Completing the set
By Glynn Davis |
For food lovers, a dinner in Paris is always going to be a special occasion, especially when you can let the budget go out of the window. However, on one occasion, my wife and I found ourselves in the city after a particularly punishing spending period, so we decided we’d be a little careful on the spending at dinner.
With this in mind, we were scanning the set menus in our chosen restaurant when a trolley holding rather tempting Champagne bottles held in ice was rolled up to our table, and without enquiry or consideration of cost, my wife ordered two glasses of the vintage rosé. This is how set menus can look like a bargain, but the bill at the end of the day can be somewhat larger!
This can certainly work in favour of the restaurant, of course, but the fundamental objective of these menus is for hospitality businesses to offer access to their venues at an affordable level, thereby broadening the target market. I’ve long been a massive fan of the set menu and will invariably choose it, regardless of the occasion and irrespective of whether I’m feeling flush and could push the boat out. There is something comforting in not having to make decisions and simply leaving it in the hands of the chef who has devised the curated prix fixe menu.
We’re all feeling the pinch right now, and the cost of eating out feels like an increasingly expensive pastime. Even for those people (like me) who are genetically engineered to have a high pain threshold to their spending levels in restaurants, it has felt like the cost of a meal out has seriously ratcheted up in recent years. For me, the more budget-conscious scenario we are now in has very much thrown the spotlight on to set menus. I’ve probably never eaten so many as in the past year, and thankfully, there have been a growing number of restaurants using them as a device to attract in more diners.

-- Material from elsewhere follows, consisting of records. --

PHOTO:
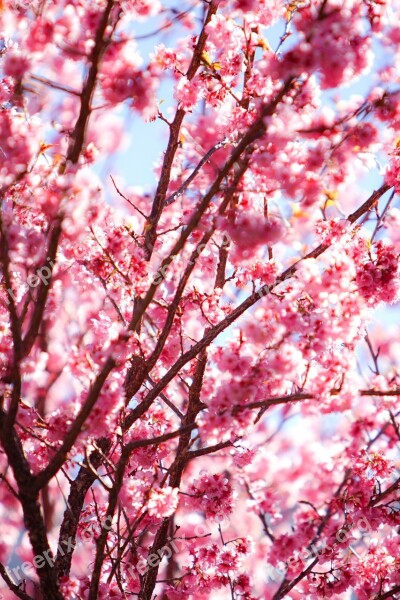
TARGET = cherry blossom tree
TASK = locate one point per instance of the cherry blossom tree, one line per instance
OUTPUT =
(200, 378)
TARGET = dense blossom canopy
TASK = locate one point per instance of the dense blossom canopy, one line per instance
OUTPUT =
(199, 378)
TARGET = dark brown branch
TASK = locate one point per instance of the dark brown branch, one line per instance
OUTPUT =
(33, 518)
(78, 135)
(378, 497)
(173, 143)
(256, 131)
(13, 587)
(368, 204)
(176, 471)
(44, 288)
(389, 594)
(79, 487)
(113, 498)
(61, 455)
(233, 316)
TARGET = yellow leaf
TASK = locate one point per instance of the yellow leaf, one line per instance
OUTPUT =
(331, 195)
(205, 57)
(298, 212)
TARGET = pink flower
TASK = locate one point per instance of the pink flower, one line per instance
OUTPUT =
(163, 502)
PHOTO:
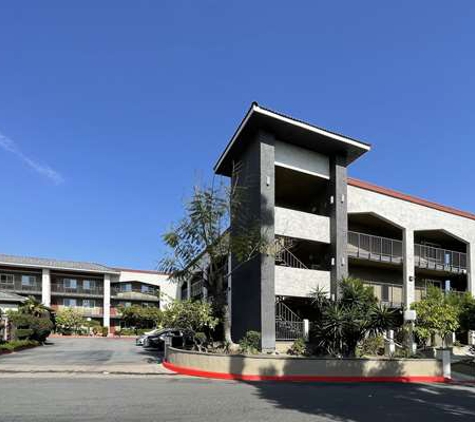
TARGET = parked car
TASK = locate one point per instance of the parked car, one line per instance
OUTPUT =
(140, 340)
(179, 338)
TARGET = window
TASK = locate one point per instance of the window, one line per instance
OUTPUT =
(69, 302)
(6, 280)
(70, 283)
(28, 280)
(384, 293)
(89, 303)
(88, 284)
(147, 289)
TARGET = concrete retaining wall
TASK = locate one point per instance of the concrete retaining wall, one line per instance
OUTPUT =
(256, 368)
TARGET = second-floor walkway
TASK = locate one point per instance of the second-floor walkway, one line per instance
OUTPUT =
(384, 249)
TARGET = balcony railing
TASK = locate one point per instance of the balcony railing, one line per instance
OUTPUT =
(151, 292)
(85, 311)
(384, 249)
(93, 291)
(19, 287)
(374, 248)
(439, 259)
(392, 295)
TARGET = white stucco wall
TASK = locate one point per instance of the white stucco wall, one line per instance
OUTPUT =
(299, 282)
(415, 217)
(168, 289)
(302, 225)
(301, 159)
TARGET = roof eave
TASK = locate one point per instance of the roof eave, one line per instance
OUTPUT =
(357, 148)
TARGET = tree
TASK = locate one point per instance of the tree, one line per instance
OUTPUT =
(189, 315)
(141, 316)
(435, 315)
(200, 243)
(341, 325)
(70, 319)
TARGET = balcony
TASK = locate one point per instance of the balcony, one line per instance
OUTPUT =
(85, 311)
(78, 291)
(300, 282)
(374, 248)
(149, 295)
(384, 249)
(392, 295)
(18, 287)
(440, 259)
(302, 225)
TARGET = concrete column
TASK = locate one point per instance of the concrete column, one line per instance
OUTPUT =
(253, 291)
(306, 329)
(338, 222)
(46, 287)
(107, 300)
(409, 281)
(471, 268)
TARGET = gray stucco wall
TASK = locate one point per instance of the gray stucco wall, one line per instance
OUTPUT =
(253, 293)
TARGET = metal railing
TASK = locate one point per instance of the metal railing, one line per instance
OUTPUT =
(150, 291)
(288, 325)
(17, 286)
(84, 310)
(197, 289)
(286, 258)
(384, 249)
(93, 291)
(392, 295)
(439, 259)
(374, 248)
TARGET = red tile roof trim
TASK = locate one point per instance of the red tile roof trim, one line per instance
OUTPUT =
(419, 201)
(131, 270)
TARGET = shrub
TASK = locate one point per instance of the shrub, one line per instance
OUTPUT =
(250, 343)
(23, 333)
(372, 346)
(435, 315)
(343, 324)
(298, 348)
(13, 345)
(200, 341)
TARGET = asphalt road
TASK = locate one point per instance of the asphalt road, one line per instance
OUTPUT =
(174, 398)
(83, 352)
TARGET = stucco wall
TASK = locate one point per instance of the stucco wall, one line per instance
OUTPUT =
(294, 157)
(300, 282)
(414, 217)
(302, 225)
(168, 289)
(295, 366)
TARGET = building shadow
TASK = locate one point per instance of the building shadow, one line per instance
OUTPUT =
(364, 401)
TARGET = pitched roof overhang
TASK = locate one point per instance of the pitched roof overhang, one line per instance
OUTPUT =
(287, 129)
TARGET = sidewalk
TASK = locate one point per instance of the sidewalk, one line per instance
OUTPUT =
(138, 369)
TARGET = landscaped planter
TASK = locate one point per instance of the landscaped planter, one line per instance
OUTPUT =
(268, 367)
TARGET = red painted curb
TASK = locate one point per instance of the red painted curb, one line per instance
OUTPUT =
(297, 378)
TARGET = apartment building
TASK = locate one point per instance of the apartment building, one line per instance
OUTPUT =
(95, 290)
(328, 226)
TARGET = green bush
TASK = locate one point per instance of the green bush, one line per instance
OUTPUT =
(13, 345)
(23, 333)
(250, 343)
(372, 346)
(298, 348)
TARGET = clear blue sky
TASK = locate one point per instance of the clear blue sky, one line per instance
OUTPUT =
(110, 110)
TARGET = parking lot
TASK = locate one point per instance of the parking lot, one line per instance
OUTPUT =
(84, 354)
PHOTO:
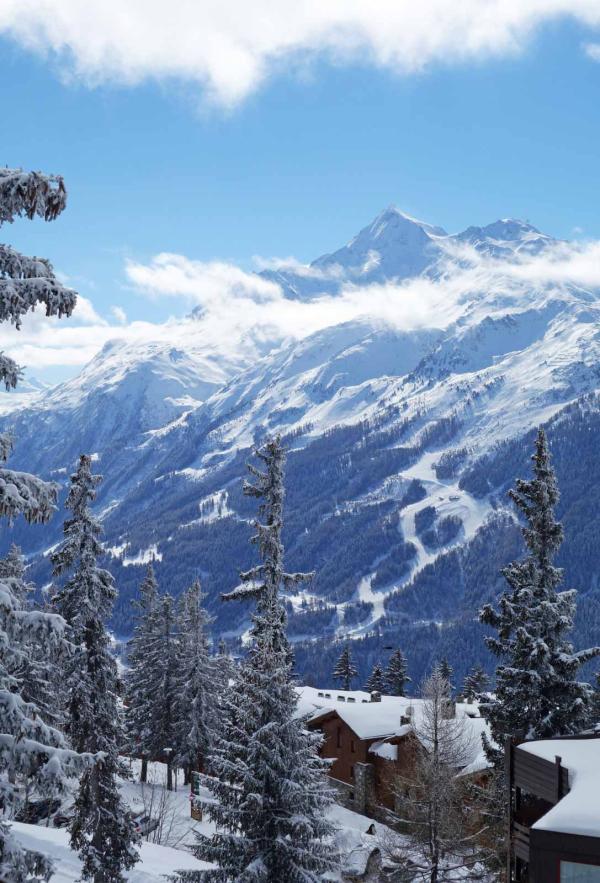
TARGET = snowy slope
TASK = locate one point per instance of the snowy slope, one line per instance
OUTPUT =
(383, 416)
(156, 862)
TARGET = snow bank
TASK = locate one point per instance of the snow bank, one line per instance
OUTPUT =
(155, 861)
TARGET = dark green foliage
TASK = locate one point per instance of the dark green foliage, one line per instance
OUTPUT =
(536, 694)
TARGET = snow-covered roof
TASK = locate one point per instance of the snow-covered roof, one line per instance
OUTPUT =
(387, 719)
(577, 812)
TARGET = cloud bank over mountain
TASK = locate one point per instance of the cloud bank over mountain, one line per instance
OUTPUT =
(228, 50)
(226, 305)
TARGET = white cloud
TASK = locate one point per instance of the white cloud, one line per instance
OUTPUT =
(592, 50)
(240, 310)
(229, 47)
(199, 282)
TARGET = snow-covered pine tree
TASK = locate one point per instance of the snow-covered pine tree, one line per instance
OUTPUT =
(25, 283)
(30, 749)
(345, 670)
(445, 671)
(268, 780)
(163, 721)
(27, 744)
(376, 680)
(140, 682)
(396, 677)
(198, 685)
(36, 666)
(537, 694)
(439, 841)
(101, 830)
(475, 683)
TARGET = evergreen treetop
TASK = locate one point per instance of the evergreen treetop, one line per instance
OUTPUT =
(102, 830)
(537, 693)
(267, 779)
(376, 680)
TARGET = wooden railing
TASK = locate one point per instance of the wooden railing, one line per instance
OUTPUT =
(520, 839)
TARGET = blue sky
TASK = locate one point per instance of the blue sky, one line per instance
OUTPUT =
(302, 159)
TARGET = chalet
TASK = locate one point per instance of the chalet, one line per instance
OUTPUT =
(555, 810)
(370, 740)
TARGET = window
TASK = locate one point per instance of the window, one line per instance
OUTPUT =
(574, 872)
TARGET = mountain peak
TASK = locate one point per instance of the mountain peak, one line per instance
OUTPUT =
(506, 232)
(395, 217)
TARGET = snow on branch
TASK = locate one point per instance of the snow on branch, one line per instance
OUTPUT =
(27, 495)
(19, 296)
(30, 194)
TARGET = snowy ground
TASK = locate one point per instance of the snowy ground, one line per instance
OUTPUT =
(156, 861)
(166, 849)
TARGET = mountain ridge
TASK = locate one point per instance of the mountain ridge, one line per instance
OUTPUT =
(385, 424)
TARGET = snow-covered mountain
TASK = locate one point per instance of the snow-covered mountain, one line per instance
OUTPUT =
(403, 437)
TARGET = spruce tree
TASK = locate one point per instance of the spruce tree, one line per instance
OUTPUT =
(101, 830)
(475, 683)
(376, 680)
(164, 660)
(198, 683)
(24, 283)
(28, 745)
(36, 669)
(139, 682)
(31, 750)
(268, 781)
(445, 671)
(345, 670)
(537, 693)
(396, 677)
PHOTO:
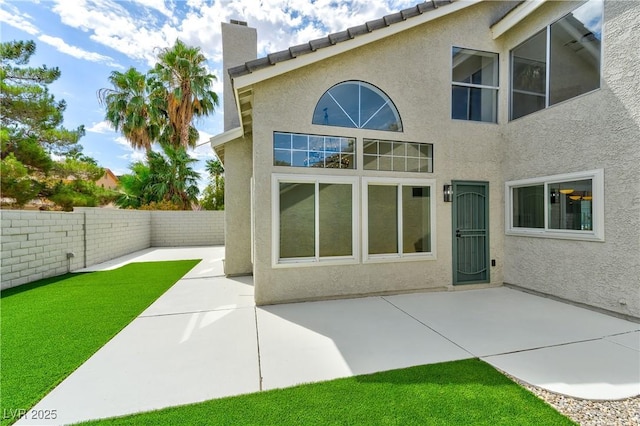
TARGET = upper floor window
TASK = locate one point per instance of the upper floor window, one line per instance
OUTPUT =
(398, 156)
(300, 150)
(474, 85)
(558, 63)
(359, 105)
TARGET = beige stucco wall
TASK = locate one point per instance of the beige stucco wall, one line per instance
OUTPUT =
(414, 69)
(599, 130)
(237, 206)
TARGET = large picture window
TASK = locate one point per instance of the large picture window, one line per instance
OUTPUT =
(359, 105)
(474, 91)
(314, 219)
(558, 63)
(399, 219)
(561, 206)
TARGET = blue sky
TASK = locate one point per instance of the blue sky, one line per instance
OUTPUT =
(88, 39)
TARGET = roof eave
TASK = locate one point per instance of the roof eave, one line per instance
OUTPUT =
(514, 17)
(297, 62)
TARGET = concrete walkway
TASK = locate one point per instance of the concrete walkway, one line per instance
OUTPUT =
(204, 338)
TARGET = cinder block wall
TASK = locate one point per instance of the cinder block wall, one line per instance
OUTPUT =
(35, 245)
(198, 228)
(112, 233)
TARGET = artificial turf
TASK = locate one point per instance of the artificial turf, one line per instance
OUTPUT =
(48, 328)
(468, 392)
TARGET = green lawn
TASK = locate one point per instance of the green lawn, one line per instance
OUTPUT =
(468, 392)
(50, 327)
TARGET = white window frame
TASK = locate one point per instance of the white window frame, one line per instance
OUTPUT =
(547, 94)
(277, 262)
(477, 86)
(400, 256)
(597, 182)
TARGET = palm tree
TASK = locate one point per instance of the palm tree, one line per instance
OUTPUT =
(181, 78)
(134, 187)
(130, 109)
(173, 178)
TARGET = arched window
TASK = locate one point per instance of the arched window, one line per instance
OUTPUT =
(359, 105)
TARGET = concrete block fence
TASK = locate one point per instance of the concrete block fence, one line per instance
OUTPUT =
(38, 245)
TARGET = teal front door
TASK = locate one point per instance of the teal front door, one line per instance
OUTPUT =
(470, 232)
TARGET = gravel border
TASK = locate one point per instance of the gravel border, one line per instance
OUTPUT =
(623, 412)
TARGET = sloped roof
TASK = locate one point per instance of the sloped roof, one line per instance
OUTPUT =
(335, 38)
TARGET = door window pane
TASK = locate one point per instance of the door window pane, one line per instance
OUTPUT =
(336, 221)
(383, 219)
(297, 220)
(575, 53)
(416, 219)
(528, 207)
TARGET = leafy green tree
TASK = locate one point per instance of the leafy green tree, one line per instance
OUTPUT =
(213, 193)
(15, 182)
(135, 187)
(31, 131)
(27, 110)
(167, 179)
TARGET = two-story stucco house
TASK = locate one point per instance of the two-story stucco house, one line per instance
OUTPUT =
(452, 145)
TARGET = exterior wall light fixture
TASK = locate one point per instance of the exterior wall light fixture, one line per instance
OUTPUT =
(448, 193)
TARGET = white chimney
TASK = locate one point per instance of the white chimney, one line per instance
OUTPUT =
(239, 45)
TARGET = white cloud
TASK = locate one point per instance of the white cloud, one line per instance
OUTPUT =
(22, 21)
(100, 127)
(77, 52)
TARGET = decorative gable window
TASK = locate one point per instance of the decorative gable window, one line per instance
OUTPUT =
(474, 86)
(359, 105)
(558, 63)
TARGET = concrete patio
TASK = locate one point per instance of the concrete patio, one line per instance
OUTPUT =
(205, 338)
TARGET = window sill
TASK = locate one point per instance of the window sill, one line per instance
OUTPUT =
(302, 262)
(384, 258)
(575, 235)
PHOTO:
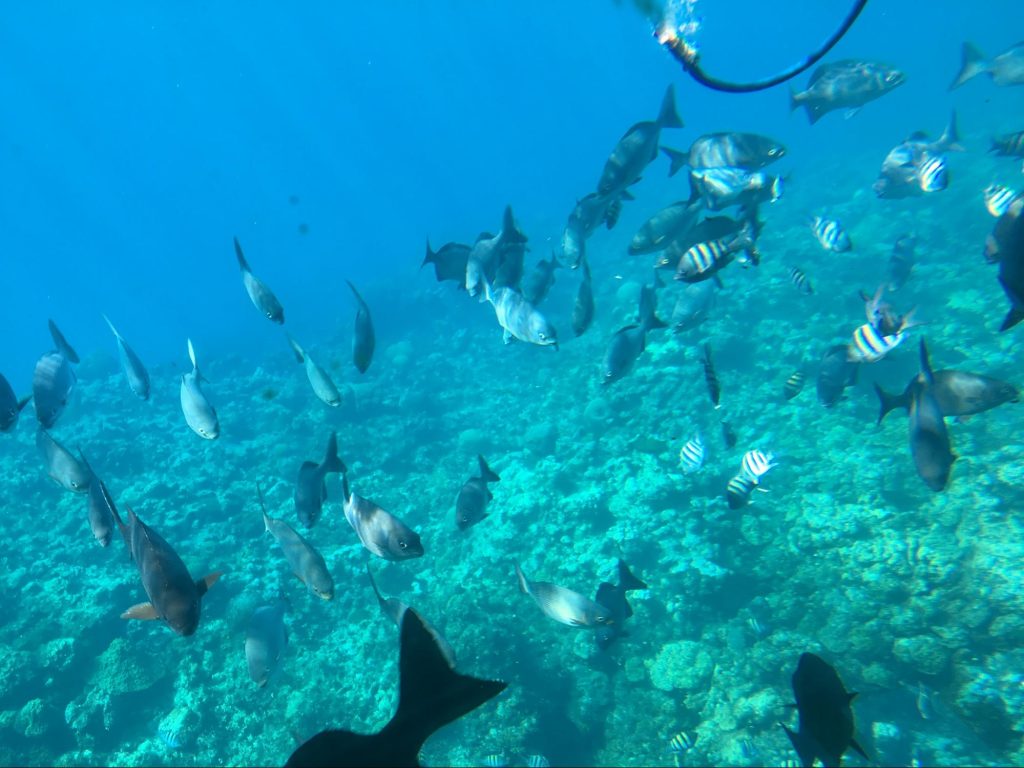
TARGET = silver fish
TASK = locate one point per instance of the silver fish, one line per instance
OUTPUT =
(200, 414)
(138, 378)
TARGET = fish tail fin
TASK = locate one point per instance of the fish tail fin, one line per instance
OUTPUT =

Within London, I’ve enjoyed some seriously good set menus recently, including the unbeatable £16.95 for two courses and £19.95 for three courses at Brasserie Zedel. No wonder this cavernous venue is busy from the early evening onwards the whole week. This deal was created by restaurant supremo Jeremy King, and even though the Thai owners made the mistake of ousting him over his broad strategy for the group, they were sensible in one respect – keeping the bargain set menu.
King knows the value these menus add and has replicated the trick at his new place, Romano’s at Simpson’s on the Strand, where critic Giles Coren recently raved about the quality of the dishes on the £21 for two courses and £24.75 for three course menus. Rival reviewer Jay Rayner was also on the bargain trail when he had the “proper deal” of three courses for £39 at Michelin star joint The Cocochine in Mayfair.
I’ve also been pleased to see the Plat du Jour appear more prominently. At Josephine Bistro in Marylebone, the Wednesday dish on my visit was a knockout braised Beef Bourgignon with mushrooms, bacon lardons and red wine for £18.50. With some fries on the side, I required little else other than some decent red wine.
It is good to see such volume-driving set menus and dishes-of-the-day strategies are being adopted across the hospitality sector. Cote Brasserie uses both at its venues. The latter has the likes of steak frites (Monday) and confit pork belly (Thursday) priced at a mere tenner, and the prix fixe has made a comeback, with two courses for £19.95 and three for £23.95. The group has gone even further by also opening the first of its Petite format outlets, which have a more focused set menu objective.
Ashley Palmer-Watts, co-owner of The Devonshire, clearly got it right with the menu at his perennially packed pub in Soho and has stated: “These are tough times, but it can be an excuse, so don’t just pass on the costs to your customers. How can you make it better and accessible? Always have a lower accessibility point. Hopefully, we will never have to change our £29 set three-course menu. You can have it just with water, a pint of Guinness or a glass of wine for £8. Think about who your customer is and the diversity you need in today’s market. Make it for everybody.”
With my set menu mission well underway, I was extremely pleased to see my local pub, The Great Northern Railway Tavern, introduce a plat du jour menu earlier this year, which included a bavette steak and fries with peppercorn sauce for £14.50 on Monday nights. Having successfully used it to draw in more diners at the quieter time of the year, I’m very much hoping it will be brought back again. My wife and I might not have washed it down with vintage Champagne this time, but I can assure you that we did it justice with a couple of pints of beer and some juicy red wine.